Sitting cross-legged with waters up to my chest, I am chanting mantras. I am trying to emulate the advice given to me by a swamiji that if I do this, miracles will manifest. Well, who doesn’t want miracles in life? Everyone seems in dire need of them. I was thus no exception.

A sun-glassed white beauty arrives with a seductive gait and spreads a cloth on the sand. Her skin’s urge to get sun-kissed must have prevailed over the authoritative pull of the clothing that uses our feelings of shame and insecurities to keep us under the garbs. So there she drops all her clothing and lay sunbathing in her bikni.

At a distance, to the south, on the high boulders over the band, some Indians are looking over, mesmerized by the Goa-type spectacle. They but hesitate to come near. How will you come if you have your legs tied by guilt, suppression, lust and scores of spin-offs born of repressed sexuality? So they made the most of it from a distance.

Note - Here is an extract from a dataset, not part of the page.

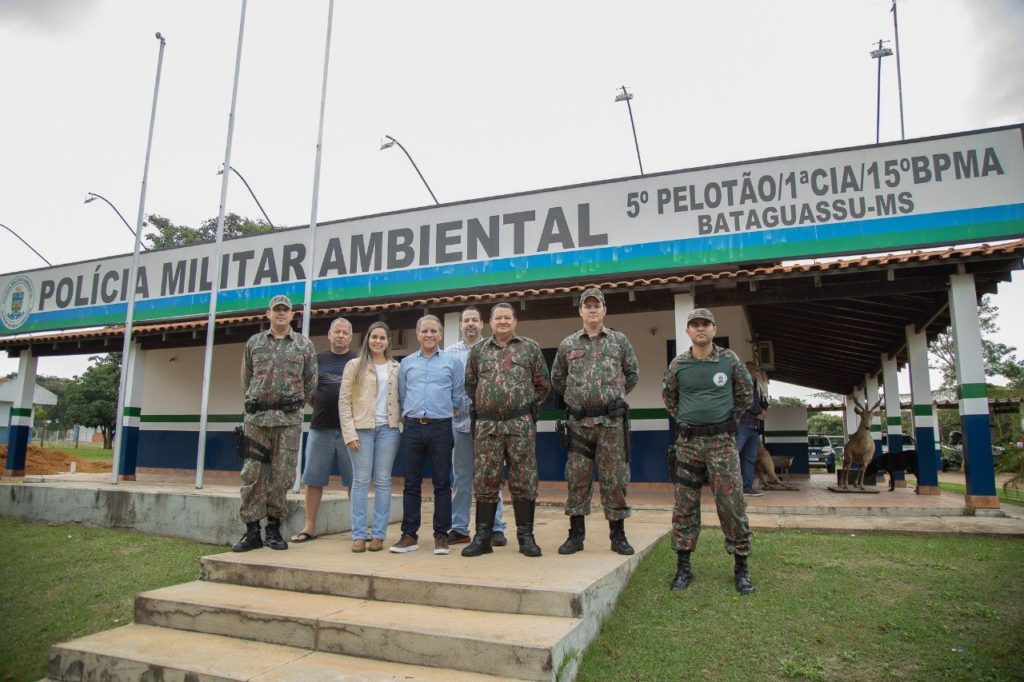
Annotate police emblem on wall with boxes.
[1,276,34,330]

A white-woman crazy Indian approaches her. She politely exchanges greetings. Her courtesy is taken as consent. The Indian stays staring at her. She picks up her book to tell him indirectly to respect her privacy. He moves away with defeated but terribly unwilling steps. The way he walks it looks as if a river is trying to go uphill.

She isn’t too far from me. Her bluish tainted glasses face me as I take a little slice of the spectacle from the corner of my eye, like a child steals a toffee from the counter jar while mama buys grocery. I have to keep my chanting holy, so I try my level best not to steal another toffee from the counter. All of us have our weaknesses. I can easily overlook a woman in bikni if I choose to, but I fail to ignore the spectacle of a woman reading a book at a public place, bikni, no-bikni or fully veiled. The book draws me to steal the toffee again. The title glares even more profoundly than her curves under the sun. Fifty Shades of Grey. I stumble on my chanting and I am caught picking up the entire jar. She smiles. I find myself smiling back. Isn’t this world better with smiles among strangers? She is engrossed in reading the events. Nourished by two spontaneous smiles between two strangers, my chanting feels even better now.   

A haggard looking tall backpacker is sitting near the shore, trying to explore the meaning of life. Two white girls, all aglow with the spirit of youth, run down the beach and jump into the water. They shout playfully. Their male accomplice is reserved in merrymaking though.

Two policemen wearing lifejackets arrive at the scene. They repeat the warning, impose their authority and the little bit of fun and floridity is disturbed on the hidden beach. The lost-looking tall foreigner moves up the boulders to go to the main path. In a small alley, a few steps down the main street his ears grab the calling of his heart.

‘Hello hasheesh!’ a sadhu whispers with mischief. They exchange the contraband. Money changes hands. As more foreigners walk along the path, the sadhu keeps trilling, ‘Hello hasheesh!’ The sadhus are much in demand and get a lot of respect from the tourists because some of them sell ganja.   

The peeping toms on the boulder get bored of just looking at the bikni woman and the book. So they also vanish. She gets plenty of sunny kisses on her skin and still more plenty for the fantasies of heart from the pages in the book, gets up, gets into her clothes, packs her things and moves back, but not without a wave of hand and a gentle friendly smile. I still maintain my chanting but smile back and wave also. Ganga Ma blesses with her cool shoves all around me. I have to chant for some more time for my miracle to happen, so I continue chanting.